To be clear, Vermont already has stronger ratepayer and environmental protections than many states — but that in no way changes that we should approach this with a “better safe than sorry” mentality. 

On top of creating very real ratepayer impacts, many data centers have been powered with diesel and gas generators not just in emergencies, but routinely, with real consequences for local air quality and carbon pollution. There’s a single data center in Memphis that xAI — Elon Musk’s AI company — powered with dozens of gas generators that would create 10% of the total air pollution emitted in the entire state of Vermont. From one facility. 

Vermont has a narrow window to get ahead of this before it arrives on our doorstep. This bill is how we do that. 

What the bill does 

The bill requires that Vermont regulators and electric utilities, in the bill’s own words, “ensure that other ratepayer classes are insulated from all costs associated with data center deployment.” Not reduced. Not mitigated. Insulated from all costs. That language matters, and we, our allies, and legislators pushed hard for it. 

Let me be clear: of course Vermont regulators and utilities want to protect Vermont ratepayers. But we’re talking about companies worth billions or even trillions of dollars. H.727’s clear, unambiguous language ensures that they have the tools they need to get that job done, even when dealing with the largest corporations in history. 
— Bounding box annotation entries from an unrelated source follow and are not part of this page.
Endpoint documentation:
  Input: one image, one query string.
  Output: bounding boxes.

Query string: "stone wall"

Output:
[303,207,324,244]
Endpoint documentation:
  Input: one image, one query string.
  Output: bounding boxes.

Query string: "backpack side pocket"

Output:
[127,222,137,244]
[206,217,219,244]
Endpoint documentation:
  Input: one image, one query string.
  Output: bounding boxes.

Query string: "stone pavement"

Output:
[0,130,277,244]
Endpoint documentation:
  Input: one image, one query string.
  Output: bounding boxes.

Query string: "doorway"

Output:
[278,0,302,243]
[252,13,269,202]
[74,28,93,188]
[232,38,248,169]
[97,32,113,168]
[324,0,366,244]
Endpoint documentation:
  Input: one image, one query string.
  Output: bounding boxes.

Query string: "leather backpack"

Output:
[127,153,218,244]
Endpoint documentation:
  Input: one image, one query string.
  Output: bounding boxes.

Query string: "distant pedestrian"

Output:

The bill also includes critical climate protections. Data centers will be required to: 

  • Pay to reduce climate pollution and energy bills. Data centers will have to make substantial annual payments to support energy transformation work like weatherization, EV and heat pump incentives, EV charging infrastructure, and more. That’s not just good for the climate — it would lower energy costs for thousands or even tens of thousands of Vermonters. 
  • Maximize on-site renewables. Data centers must be designed and built to maximize the construction and operation of on-site renewable energy generation — and renewables that create air pollution don’t count. That’s a stronger standard than simply buying credits for renewables that already exist somewhere else. 
  • Support Virtual Power Plants. Data centers will be required to participate in a Virtual Power Plant — a network of distributed energy resources like batteries, solar, EV chargers and more, coordinated to reduce the strain on the grid. This means the data center has to help stabilize the grid rather than strain it, and also provides the opportunity for additional benefits such as bolstering community resilience. 
  • No “emergency” generator abuse. The bill restricts combustion-based backup generation to genuine power failures and interruptions only — and requires data centers to prioritize battery storage and on-site renewables instead. What’s happened in so many states, where AI companies have deployed massive fossil fuel generators as workarounds, will not happen here under this law. 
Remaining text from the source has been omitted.